The involvement of Gulf states as collateral strike zones also places pressure on the Abraham Accords architecture. Those normalization agreements were premised, in part, on a convergent threat perception of Iran among Arab states and Israel. A hot war that brings Iranian ordnance onto Gulf soil tests whether that convergence translates from diplomacy into operational solidarity — a very different ask.

The Article 51 Framework Under Stress

The UN Charter's self-defense provision has been invoked in conflicts ranging from the 1982 Falklands War to the post-9/11 operations in Afghanistan. The pattern is familiar: states act first, notify the Security Council, and the Council debates without typically reaching binding resolutions when a P5 member — in this case the United States — holds veto power. Russia and China are structurally positioned to condemn the strikes in any draft resolution; the US is structurally positioned to block it. The Council's role, in practical terms, becomes one of ventilation rather than adjudication.

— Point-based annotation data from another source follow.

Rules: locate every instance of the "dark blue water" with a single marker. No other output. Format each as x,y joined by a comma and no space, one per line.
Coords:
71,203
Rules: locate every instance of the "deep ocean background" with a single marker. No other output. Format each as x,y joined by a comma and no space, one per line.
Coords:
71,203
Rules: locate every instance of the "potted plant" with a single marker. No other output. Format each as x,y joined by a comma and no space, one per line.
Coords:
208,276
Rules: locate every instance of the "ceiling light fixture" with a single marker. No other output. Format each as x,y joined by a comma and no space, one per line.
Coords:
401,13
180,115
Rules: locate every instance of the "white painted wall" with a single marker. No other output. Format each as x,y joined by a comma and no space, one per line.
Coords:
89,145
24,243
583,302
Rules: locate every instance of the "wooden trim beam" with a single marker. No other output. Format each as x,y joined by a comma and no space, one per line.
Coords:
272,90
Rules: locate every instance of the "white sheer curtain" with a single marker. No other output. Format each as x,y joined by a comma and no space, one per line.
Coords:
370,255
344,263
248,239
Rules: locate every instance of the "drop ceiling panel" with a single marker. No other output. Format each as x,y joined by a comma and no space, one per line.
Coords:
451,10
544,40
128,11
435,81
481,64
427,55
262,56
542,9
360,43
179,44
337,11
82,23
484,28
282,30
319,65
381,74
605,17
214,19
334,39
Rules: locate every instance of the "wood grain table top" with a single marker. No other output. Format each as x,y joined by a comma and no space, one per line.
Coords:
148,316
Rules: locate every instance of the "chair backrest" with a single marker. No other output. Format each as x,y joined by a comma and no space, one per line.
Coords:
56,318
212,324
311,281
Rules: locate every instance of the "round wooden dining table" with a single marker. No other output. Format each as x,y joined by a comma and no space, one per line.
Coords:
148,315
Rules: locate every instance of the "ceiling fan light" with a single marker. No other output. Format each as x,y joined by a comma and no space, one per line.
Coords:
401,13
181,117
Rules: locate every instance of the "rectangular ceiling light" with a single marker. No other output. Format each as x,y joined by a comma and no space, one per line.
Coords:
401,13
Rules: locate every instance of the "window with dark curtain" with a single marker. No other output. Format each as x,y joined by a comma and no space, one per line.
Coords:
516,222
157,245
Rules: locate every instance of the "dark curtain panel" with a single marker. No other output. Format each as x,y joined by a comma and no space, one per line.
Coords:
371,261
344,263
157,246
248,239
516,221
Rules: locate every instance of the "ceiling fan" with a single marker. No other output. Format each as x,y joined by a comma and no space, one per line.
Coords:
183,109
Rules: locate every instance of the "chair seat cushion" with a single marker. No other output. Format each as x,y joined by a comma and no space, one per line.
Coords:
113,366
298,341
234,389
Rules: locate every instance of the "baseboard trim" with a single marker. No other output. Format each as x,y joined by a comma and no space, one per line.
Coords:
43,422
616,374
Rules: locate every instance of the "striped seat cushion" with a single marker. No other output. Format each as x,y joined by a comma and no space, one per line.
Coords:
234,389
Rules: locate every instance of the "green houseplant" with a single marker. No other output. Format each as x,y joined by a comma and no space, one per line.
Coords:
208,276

What differs here from prior invocations is the bilateral character of the Article 51 notification. Two sovereign states filing simultaneously, with coordinated operational timelines, suggests a level of pre-conflict legal and military integration that is uncommon in the post-Cold War record. It also means any accountability or ceasefire mechanism must address both actors as a unit — a complication for any mediator, whether that is Qatar, Oman, or a UN special envoy.

The Escalation Logic — and Its Limits

We have seen this escalation architecture before. The 1980 Iraqi invasion of Iran, the 2006 Israel-Hezbollah war, and the 2019-2020 US-Iran exchange following the Soleimani strike all followed a similar gradient: a triggering event, a proportional or disproportional response, mutual escalatory signaling, and then — eventually — an off-ramp brokered through back channels rather than front-channel diplomacy. What distinguished those episodes from the current situation is that none involved direct, declared, state-on-state combat between the United States and Iran on Iranian territory. The psychological and political thresholds crossed on 28 February 2026 are categorically higher.

The escalation ceiling in this conflict is not primarily determined by military capability — both the US and Iran have significant residual force — but by the domestic political constraints and the tolerance of regional actors. For Tehran, the calculus of continued strikes against Gulf infrastructure risks fracturing relationships with states it has cultivated as economic lifelines under the sanctions regime. For Washington, each day of active combat carries congressional authorization questions and coalition management costs. For Israel, Operation Roaring Lion adds a new front to an already-extended operational posture.

What Comes Next

The immediate variables to watch are ceasefire signaling, humanitarian access, and the posture of non-belligerent regional actors. A ceasefire — a formal agreement to halt offensive military operations — would require at minimum a secure channel between US and Iranian interlocutors, almost certainly through an intermediary. Oman has historically served that function; the viability of that channel under current conditions is unknown.

Humanitarian access across the affected zone — Israel, Iran, and the Gulf states that received Iranian strikes — is a parallel urgent concern. The UN and Red Cross/Red Crescent movement have protocols for requesting humanitarian corridors in active conflict zones, but their effectiveness depends on belligerent consent. With three states effectively engaged in active hostilities and Gulf states experiencing indirect strike effects, coordinating access frameworks will require parallel tracks.

The longer-term question is structural. A direct US-Iran military conflict, even if bounded and short-duration, changes the baseline assumptions that have governed Gulf security for four decades. Defense pacts will be re-examined, basing arrangements renegotiated, and the risk premium on regional energy infrastructure will reprice immediately — with downstream effects on global oil markets that have barely begun to be absorbed.

The map of Middle Eastern security, drawn and redrawn since 1979, is being redrawn again. The lines are not yet dry.